Accelerating Reversal and Refining Transfer Are Imperative for Anticoagulation‐Associated Intracerebral Hemorrhage

Mohamed F Doheim 1,#, Mohammad AlMajali 2,#, Omar M Al‐Janabi 3,✉,#
PMCID: PMC13055672  PMID: 41676936

Anticoagulation‐associated intracerebral hemorrhage (AC‐ICH) is a time‐critical emergency, where every minute translates into hematoma progression, neurotoxicity, and survival. The key question becomes, essentially, when and where the reversal should occur. Using contemporary data from 354 US hospitals in the American Heart Association’s GWTG–Stroke (Get With The Guidelines–Stroke) registry, Royan and colleagues provide a pragmatic, system‐level lens on timeliness and outcomes for patients with AC‐ICH who present directly versus after interhospital transfer. Their findings in this issue of the Journal of the American Heart Association (JAHA) reinforce the need to initiate reversal as early as possible—ideally, before transferring—while simultaneously optimizing transfer workflows. 1

In a cross‐sectional cohort of 30 590 patients with AC‐ICH from 2015 to 2021, 48.6% arrived as interhospital transfers. Among those who received reversal at the admitting hospital, onset‐to‐treatment times were substantially longer for transferred patients (512 [interquartile range, 328–840] minutes) than for direct admissions (273 [interquartile range, 153–579] minutes). In contrast, door‐to‐treatment times at the receiving hospital were similar between groups (median, ≈80 minutes), indicating that most delay occurs before or during transfer rather than after arrival.

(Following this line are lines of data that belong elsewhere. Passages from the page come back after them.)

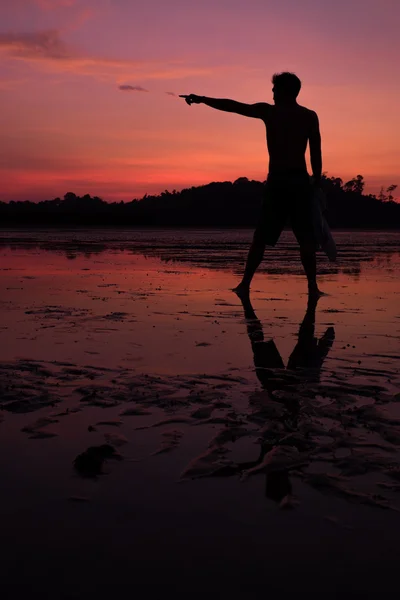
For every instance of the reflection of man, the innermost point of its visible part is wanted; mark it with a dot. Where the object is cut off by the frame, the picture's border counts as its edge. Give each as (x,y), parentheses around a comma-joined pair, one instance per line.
(308,356)
(288,192)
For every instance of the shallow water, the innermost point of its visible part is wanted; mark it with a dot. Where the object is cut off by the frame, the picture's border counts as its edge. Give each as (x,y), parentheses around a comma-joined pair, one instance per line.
(135,339)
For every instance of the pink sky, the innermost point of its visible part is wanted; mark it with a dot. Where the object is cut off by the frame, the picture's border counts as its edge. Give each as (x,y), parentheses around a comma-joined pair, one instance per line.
(66,126)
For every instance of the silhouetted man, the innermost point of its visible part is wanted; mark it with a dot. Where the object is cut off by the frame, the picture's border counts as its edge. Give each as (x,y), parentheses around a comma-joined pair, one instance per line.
(289,191)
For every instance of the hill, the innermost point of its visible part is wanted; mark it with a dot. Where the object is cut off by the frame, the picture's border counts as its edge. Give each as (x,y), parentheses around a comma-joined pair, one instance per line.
(217,204)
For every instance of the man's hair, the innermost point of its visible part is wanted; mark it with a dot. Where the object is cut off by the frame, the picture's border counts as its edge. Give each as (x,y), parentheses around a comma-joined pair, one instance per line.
(287,83)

Transfer patients had lower admission severity (median National Institutes of Health Stroke Scale score, 7 versus 11; lower intracerebral hemorrhage [ICH] scores) and lower adjusted odds of in‐hospital death or hospice (adjusted odds ratio, 0.78 [95% CI, 0.72–0.85]) than direct admissions, yet no difference in discharge disability or likelihood of going home after multivariable adjustment. 1 Notably, among warfarin‐treated patients, a significant proportion of transfers arrived with an international normalized ratio >1.4, suggesting incomplete or absent reversal before transfer, a care gap specifically cautioned against by the 2022 American Heart Association/American Stroke Association ICH guideline, which prefers reversal before transfer when feasible. 1 , 2 , 3

These observations triangulate with parallel evidence that median door‐in–door‐out times for transferred patients with stroke approach 3 hours, creating a considerable headwind for any time‐sensitive therapy. 4 Moreover, earlier reversal in ICH is independently associated with better survival. 5 Together, the message is clear: Time lost upstream becomes outcome lost downstream. 1

At first glance, the coexistence of longer onset‐to‐treatment time yet lower adjusted mortality rate in transfer patients seems paradoxical. Three explanations help reconcile this. First, selection and triage effects likely play a role, as clinicians may preferentially transfer patients with more favorable prognostic profiles (lower National Institutes of Health Stroke Scale/ICH score, lower systolic blood pressure); a residual confounding factor even after adjustment. 1 , 6 , 7 Second, a center‐level effect may be present, since transferred patients more often arrive at comprehensive stroke centers with higher ICH volumes and dedicated neurocritical care, where adherence to evidence‐based ICH bundles for blood pressure, coagulopathy, temperature, and glucose can reduce death without necessarily altering functional outcome at discharge. 1 , 8 Finally, competing risks and timing of goal‐of‐care discussions matter; early withdrawal of care at presenting hospitals may limit transfers in patients with an anticipated poor prognosis, whereas transferred patients may survive the acute phase yet still be discharged with substantial disability. 1 , 9 The clinical takeaway is not that delays are benign, but that delays persist despite the protective selection of transferred patients. 1 , 9 , 10

A practical path forward begins with adopting a “reversal‐first” strategy at the originating site whenever feasible. The 2022 American Heart Association/American Stroke Association ICH guideline prefers initiating reversal before transfer, and standardized order sets for warfarin (vitamin K plus prothrombin complex concentrate) and direct oral anticoagulants (idarucizumab for dabigatran; targeted factor Xa reversal or prothrombin complex concentrate for apixaban, rivaroxaban, or edoxaban) should be preauthorized in emergency departments with standing drug availability and pharmacy‐led activation. 2 In parallel, systems must measure and manage the “transfer time tax” by embedding door‐in–door‐out and referral‐to‐needle metrics in dashboards for ICH. 4 , 5 The door‐to‐treatment parity reported by Royan et al indicates the bottleneck is prearrival, emphasizing the need to shorten imaging‐to‐transfer and transfer‐activation‐to‐departure intervals. 1 Regional agreements should standardize “no‐pause transfer” criteria following reversal initiation.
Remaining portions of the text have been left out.